Chez Les Weil, de Sylvie Weil

Chez les Weil, sous titré André et Simone, est un récit de Sylvie Weil, paru chez Libretto (au passage, je lis trop peu de choses de chez eux, mais ils ont un catalogue original, qui vaut le détour).  Sur la couverture, on voit Simone Weil, la philosophe, pas la politique, et son frère André Weil, le mathématicien,  regarder vers l'objectif en souriant. Le fond est jaune, laid et il m'a fallu un moment pour ouvrir le livre. Je suppose que je m'attendais à une hagiographie, le genre de trucs où l'auteur veut profiter un peu du prestige de sa glorieuse ascendance.
Tout faux.

Chez les Weil est un choc doux. Écrire ce qu'on sait d'une femme - que le monde considère comme une sainte- ce qu'on sait de son père -que le monde considère comme un génie-  exige un courage particulier.

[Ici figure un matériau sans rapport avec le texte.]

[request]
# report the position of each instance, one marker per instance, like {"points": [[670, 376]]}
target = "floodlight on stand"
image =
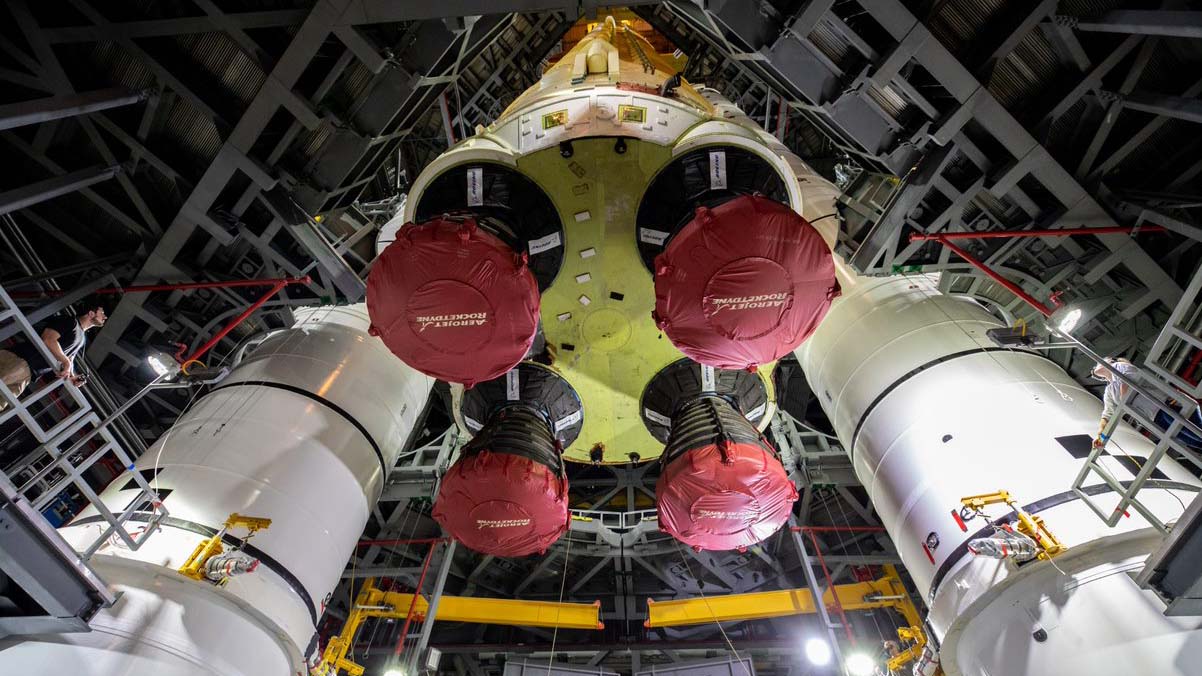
{"points": [[1075, 315], [164, 365], [817, 652], [860, 664]]}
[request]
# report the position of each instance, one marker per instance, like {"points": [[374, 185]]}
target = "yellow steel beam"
{"points": [[884, 592], [515, 612], [519, 612]]}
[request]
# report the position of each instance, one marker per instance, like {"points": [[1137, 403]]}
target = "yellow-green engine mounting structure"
{"points": [[596, 316]]}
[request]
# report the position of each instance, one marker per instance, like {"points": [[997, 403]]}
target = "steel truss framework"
{"points": [[201, 142]]}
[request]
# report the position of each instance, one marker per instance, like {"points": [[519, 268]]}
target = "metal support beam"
{"points": [[762, 605], [440, 583], [1150, 22], [51, 188], [1179, 107], [67, 106], [815, 591]]}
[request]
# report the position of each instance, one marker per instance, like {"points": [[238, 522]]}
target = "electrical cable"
{"points": [[860, 551], [563, 583], [712, 614]]}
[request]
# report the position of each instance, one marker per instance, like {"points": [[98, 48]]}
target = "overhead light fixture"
{"points": [[164, 365], [817, 652], [860, 664], [1070, 320]]}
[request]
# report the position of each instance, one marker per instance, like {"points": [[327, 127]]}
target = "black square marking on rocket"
{"points": [[1078, 445], [147, 475], [1135, 463]]}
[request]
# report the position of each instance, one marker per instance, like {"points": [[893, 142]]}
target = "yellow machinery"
{"points": [[195, 565], [884, 592], [373, 602], [1028, 523]]}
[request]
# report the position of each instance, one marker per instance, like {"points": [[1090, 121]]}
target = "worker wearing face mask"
{"points": [[1116, 392]]}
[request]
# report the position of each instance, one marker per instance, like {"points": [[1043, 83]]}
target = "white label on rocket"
{"points": [[652, 236], [716, 170], [512, 390], [658, 417], [569, 420], [476, 185], [543, 243]]}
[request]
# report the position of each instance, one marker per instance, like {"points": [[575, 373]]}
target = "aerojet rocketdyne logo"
{"points": [[726, 515], [501, 522], [450, 320], [749, 302]]}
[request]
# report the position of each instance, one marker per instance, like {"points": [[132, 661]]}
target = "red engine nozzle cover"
{"points": [[453, 301], [503, 504], [715, 499], [743, 284]]}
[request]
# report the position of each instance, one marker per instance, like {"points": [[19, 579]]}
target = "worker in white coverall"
{"points": [[1116, 392]]}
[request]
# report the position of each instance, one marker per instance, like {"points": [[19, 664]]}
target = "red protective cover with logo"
{"points": [[743, 284], [503, 504], [453, 301], [710, 500]]}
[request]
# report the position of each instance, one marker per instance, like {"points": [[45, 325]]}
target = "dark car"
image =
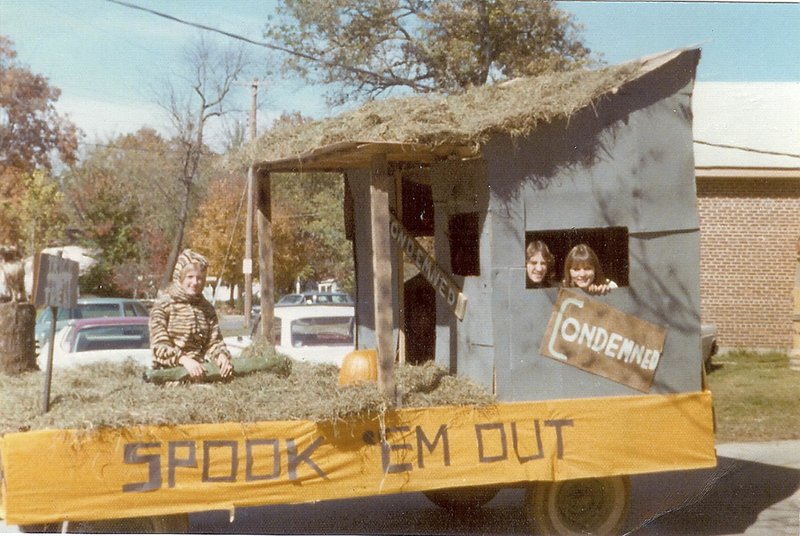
{"points": [[89, 307]]}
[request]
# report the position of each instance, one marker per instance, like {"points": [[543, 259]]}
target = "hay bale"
{"points": [[108, 395]]}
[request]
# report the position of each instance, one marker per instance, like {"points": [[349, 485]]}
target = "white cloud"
{"points": [[101, 120]]}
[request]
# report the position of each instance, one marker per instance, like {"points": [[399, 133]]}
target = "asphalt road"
{"points": [[754, 490]]}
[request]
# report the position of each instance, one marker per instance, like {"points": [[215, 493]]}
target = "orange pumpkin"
{"points": [[359, 366]]}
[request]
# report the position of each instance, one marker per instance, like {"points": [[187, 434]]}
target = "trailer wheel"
{"points": [[172, 524], [585, 506], [460, 499]]}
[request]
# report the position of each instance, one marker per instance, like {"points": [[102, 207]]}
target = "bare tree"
{"points": [[212, 73]]}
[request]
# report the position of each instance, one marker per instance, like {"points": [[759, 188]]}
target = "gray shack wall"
{"points": [[626, 162]]}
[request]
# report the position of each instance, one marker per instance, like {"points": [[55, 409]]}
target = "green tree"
{"points": [[365, 48], [32, 135]]}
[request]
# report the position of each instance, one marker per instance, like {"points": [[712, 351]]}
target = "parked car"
{"points": [[316, 298], [89, 307], [708, 344], [314, 333], [309, 298], [92, 340]]}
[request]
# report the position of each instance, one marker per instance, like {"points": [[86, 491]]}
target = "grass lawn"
{"points": [[756, 397]]}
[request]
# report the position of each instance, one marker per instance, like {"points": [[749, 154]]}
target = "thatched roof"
{"points": [[426, 128]]}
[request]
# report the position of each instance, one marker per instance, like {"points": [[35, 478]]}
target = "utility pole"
{"points": [[247, 263]]}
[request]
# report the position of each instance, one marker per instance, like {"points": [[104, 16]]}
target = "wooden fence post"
{"points": [[794, 354]]}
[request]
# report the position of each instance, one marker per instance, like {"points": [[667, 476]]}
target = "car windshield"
{"points": [[89, 310], [322, 331], [112, 338]]}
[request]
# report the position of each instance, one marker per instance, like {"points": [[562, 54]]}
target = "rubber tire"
{"points": [[172, 524], [586, 506], [461, 499]]}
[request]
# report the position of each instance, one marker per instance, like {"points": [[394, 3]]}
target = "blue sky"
{"points": [[108, 59]]}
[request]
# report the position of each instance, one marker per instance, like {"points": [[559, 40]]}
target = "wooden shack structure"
{"points": [[599, 157]]}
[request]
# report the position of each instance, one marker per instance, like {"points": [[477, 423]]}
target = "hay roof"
{"points": [[426, 128]]}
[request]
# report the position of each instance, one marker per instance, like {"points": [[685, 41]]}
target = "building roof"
{"points": [[746, 125], [433, 127]]}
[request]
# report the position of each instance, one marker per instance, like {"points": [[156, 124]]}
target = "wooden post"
{"points": [[17, 341], [382, 274], [265, 247], [401, 301], [247, 264], [794, 354], [48, 370]]}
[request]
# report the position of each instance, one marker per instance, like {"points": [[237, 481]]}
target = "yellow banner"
{"points": [[56, 475]]}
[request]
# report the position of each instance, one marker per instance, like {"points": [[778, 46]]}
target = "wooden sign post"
{"points": [[55, 285]]}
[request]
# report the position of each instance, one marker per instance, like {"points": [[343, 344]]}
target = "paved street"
{"points": [[754, 491]]}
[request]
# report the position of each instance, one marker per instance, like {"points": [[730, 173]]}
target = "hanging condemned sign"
{"points": [[592, 336], [430, 270]]}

Et une délicatesse, aussi. Sylvie Weil ne règle pas de comptes, elle écrit simplement, au départ de ce livre, qu'il n'a pas toujours été simple d'être avant tout la nièce de Simone, comme une relique qu'on vient toucher pour s'accaparer un peu de sainteté de la disparue. Elle écrit : le tibia de la sainte.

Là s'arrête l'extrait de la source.